It is a fact that there are no waterproof solutions to prevent us from these attacks as whatever you do, perpetrators will always find ways. The least we can and should do is raise the stakes in survival management. This calls for disruptive thinking. Next, we will present four “outside the box” thoughts on survival management.
1 Next level last resort preparations
Organizations need to have a clear view on what they actually need to restart operations after a disaster. In other words, they need to know their crown jewels and which parts of their digital ecosystem are vital for being and staying in business. This may be a basic, but often neglected topic. This is actually why it needs to be on the agenda of the board, top down, it should not to be dealt with solely by IT.
Again, it should be noted that the analysis is to understand what is required to restart the company after the cyberattack. It is not the intention to “save” everything, this is all about survival preparation and not “regular” business continuity.
With this top-down, business-driven analysis, organizations can step up efforts in multiple domains to increase the chances of survival.

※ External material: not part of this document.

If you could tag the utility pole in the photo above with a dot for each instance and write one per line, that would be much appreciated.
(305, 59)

One is the concept of Infrastructure as Code for vital parts (see box for a definition). We’ve witnessed a tremendous rise in the use of agile methods to develop new systems and applications in the past decade. However, the deployment phase is often still quite traditional and slow. Technically, it is feasible to deploy systems and applications on new infrastructures very quickly (to rebuild the company). Infrastructure as code uses a descriptive model to do so. In the simplest analogy, one could say that it is an apple pie recipe. You know the ingredients, the steps to be taken and the tools you need. Therefore, the best way to guarantee future apple pies is not to store the pies, but to keep the recipe safely.
Infrastructure as Code, or programmable infrastructure, means writing code (which can be done using a high-level language or any descriptive language) to manage configurations and automate provisioning of infrastructure in addition to deployments. This is not simply about writing scripts, is also involves using tested and proven software development practices that are already being used in application development. For example: version control, testing, small deployments, use of design patterns etc. In short, this means you write code to provision and manage your server, in addition to automating processes.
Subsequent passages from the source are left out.